Predicting long-term mortality in elderly population offers benefits such as to help in stratifying risk of cardiovascular outcome later. Risk stratification might help clinician to decide primary or secondary prevention. Cystatin C might play as more accurate measures to estimate kidney function while predicting long-term mortality as well. Nevertheless, the prognostic features must be tailored each and cannot be generalized. Future studies should take in specific population and clinical variables to seek further stronger relationship. In daily practice, cystatin C may not be readily available to access in several areas, and the cost is still quite high compared to creatinine. We hope that in the near future, the cost might be reduced so it could be accessed easily.

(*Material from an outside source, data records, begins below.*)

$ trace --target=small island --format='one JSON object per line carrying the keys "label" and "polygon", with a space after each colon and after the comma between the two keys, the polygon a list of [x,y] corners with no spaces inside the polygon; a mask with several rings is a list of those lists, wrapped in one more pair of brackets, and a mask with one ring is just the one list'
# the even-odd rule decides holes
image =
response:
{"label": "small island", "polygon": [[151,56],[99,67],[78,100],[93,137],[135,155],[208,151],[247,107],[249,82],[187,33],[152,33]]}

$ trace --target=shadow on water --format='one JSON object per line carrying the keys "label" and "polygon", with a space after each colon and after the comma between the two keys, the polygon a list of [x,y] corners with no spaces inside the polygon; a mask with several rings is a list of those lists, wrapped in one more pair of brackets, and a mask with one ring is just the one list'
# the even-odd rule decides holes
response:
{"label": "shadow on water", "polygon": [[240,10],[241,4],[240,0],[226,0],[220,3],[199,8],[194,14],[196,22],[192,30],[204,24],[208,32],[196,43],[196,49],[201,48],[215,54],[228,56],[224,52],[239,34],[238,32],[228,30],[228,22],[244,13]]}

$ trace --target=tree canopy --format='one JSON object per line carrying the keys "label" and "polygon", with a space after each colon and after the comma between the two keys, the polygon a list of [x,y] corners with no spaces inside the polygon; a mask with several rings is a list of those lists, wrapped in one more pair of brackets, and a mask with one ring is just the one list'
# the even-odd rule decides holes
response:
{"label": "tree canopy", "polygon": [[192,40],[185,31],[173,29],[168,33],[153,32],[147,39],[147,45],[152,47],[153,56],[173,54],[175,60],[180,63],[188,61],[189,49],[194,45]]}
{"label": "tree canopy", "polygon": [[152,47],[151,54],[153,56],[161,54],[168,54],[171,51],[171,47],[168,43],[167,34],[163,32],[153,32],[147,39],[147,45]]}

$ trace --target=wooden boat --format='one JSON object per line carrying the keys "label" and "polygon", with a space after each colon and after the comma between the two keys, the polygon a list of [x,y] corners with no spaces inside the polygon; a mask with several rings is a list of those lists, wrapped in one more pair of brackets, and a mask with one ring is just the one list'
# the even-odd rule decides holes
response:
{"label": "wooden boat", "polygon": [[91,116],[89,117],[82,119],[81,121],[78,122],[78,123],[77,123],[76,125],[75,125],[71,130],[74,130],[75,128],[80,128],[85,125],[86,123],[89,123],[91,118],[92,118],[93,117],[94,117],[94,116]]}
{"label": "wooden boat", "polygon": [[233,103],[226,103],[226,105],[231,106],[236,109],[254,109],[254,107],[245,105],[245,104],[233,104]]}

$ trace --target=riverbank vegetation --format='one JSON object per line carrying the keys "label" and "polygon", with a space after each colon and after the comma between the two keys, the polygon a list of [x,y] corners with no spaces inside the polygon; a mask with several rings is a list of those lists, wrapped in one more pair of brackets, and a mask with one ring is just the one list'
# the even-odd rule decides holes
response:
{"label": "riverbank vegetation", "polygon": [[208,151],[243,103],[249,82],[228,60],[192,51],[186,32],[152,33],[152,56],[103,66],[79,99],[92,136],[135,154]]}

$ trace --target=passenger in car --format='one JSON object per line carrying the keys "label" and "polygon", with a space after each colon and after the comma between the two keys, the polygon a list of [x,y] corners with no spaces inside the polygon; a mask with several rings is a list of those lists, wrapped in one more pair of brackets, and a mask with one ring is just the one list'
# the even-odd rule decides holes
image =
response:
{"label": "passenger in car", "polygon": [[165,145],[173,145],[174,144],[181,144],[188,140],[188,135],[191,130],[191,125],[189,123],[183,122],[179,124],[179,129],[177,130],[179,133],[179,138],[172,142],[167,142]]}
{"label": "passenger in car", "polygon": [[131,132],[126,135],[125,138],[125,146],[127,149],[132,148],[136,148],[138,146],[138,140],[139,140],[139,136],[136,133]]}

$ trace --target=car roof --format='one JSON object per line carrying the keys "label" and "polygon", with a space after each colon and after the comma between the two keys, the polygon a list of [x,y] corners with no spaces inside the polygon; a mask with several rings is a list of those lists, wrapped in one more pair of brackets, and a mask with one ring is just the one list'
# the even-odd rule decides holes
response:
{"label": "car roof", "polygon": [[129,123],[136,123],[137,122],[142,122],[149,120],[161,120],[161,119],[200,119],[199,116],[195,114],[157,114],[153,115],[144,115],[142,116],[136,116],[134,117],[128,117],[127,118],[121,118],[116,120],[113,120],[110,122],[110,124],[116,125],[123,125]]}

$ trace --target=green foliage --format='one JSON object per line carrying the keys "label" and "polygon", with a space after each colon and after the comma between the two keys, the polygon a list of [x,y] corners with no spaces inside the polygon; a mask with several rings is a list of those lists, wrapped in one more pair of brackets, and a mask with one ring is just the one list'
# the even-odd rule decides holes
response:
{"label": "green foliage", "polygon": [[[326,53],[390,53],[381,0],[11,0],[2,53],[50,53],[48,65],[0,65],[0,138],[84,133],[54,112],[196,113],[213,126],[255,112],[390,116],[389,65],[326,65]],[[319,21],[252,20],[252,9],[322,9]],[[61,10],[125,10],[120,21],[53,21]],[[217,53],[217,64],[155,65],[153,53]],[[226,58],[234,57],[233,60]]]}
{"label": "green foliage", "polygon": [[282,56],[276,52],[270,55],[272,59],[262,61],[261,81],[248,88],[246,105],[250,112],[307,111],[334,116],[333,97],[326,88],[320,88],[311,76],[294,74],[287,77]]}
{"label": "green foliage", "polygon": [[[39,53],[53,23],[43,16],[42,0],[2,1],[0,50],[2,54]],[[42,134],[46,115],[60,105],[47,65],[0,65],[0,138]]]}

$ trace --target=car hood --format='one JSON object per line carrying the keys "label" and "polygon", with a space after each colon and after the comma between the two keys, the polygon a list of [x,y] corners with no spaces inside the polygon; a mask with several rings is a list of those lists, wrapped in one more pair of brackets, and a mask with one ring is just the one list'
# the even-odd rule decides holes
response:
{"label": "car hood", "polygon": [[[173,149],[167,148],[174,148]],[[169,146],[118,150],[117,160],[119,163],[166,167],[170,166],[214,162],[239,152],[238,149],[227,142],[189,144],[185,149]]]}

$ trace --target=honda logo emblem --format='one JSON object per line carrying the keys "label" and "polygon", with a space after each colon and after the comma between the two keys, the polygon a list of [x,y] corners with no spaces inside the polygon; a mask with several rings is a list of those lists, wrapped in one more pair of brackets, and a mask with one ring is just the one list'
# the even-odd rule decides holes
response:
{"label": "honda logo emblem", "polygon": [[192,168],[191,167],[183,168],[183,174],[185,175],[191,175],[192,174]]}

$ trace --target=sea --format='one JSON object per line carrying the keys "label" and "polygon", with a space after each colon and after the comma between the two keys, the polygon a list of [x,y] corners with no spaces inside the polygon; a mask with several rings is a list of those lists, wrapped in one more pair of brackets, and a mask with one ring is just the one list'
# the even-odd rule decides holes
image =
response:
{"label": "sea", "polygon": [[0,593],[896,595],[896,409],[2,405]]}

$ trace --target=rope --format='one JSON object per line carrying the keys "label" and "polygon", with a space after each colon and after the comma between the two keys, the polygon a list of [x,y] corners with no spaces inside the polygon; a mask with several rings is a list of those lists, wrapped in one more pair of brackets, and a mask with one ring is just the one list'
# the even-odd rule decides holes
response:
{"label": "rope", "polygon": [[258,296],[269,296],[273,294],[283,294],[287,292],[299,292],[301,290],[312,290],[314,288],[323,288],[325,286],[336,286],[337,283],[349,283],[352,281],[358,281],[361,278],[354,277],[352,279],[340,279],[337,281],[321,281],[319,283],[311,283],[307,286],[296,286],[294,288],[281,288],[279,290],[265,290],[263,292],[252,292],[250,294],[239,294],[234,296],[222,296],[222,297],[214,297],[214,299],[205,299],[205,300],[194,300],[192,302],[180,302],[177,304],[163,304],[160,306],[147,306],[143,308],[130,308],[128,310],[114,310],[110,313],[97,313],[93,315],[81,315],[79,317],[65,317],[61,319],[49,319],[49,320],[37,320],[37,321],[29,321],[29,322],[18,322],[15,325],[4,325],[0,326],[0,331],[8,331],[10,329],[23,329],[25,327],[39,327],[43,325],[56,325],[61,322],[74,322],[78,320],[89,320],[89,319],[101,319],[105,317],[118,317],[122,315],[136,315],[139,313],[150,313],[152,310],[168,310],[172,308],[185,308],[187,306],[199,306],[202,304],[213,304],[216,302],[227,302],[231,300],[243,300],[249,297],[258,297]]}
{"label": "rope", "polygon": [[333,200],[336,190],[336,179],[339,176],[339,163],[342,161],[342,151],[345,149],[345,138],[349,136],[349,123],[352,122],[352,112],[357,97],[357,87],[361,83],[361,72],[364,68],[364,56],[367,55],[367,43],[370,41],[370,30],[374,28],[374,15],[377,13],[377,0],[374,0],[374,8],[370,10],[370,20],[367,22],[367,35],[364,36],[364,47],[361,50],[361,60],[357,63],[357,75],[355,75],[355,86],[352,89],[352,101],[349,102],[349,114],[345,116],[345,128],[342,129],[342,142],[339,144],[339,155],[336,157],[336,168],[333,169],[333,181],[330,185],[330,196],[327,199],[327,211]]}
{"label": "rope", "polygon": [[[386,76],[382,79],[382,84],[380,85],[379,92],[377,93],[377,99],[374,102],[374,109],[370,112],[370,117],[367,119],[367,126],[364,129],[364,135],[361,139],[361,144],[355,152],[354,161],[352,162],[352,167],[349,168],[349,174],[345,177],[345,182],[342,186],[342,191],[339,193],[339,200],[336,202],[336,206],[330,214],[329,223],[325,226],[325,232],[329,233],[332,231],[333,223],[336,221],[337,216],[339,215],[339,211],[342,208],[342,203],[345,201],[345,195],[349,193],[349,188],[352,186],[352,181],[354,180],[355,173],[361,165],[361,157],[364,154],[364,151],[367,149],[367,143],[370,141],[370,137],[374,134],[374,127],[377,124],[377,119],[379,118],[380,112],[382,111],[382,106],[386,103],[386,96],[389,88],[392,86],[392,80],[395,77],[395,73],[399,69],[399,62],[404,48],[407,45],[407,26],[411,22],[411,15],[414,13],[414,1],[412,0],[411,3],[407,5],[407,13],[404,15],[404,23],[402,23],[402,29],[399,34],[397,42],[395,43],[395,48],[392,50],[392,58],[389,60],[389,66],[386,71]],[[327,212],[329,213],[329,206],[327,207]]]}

To our knowledge, this is the first meta-analysis that seeks long-term mortality risk of cystatin C levels in elderly population. The studies included were good and in moderate quality. This systematic review also combines large studies from several race and geographic location so it can be widely used. However, there are some limitations we realized in this study. First, study heterogeneity was still high due to population and difference in cardiovascular pathology (ranging from ischemic heart disease, congestive heart failure, to peripheral arterial disease). The percentage division of cystatin C levels also varied; therefore, a cutoff value cannot be obtained from this study. Future studies should saw the value considered high risk to mortality in elderly. Third, not all primary study stated to exclude hyper-/hypothyroidism which may influence cystatin C levels in blood.

Conclusion

Higher cystatin C level was associated with higher risk of long-term mortality in elderly. Higher cystatin C associated with increased risk of all-cause mortality and cardiovascular mortality is compared to low cystatin C level.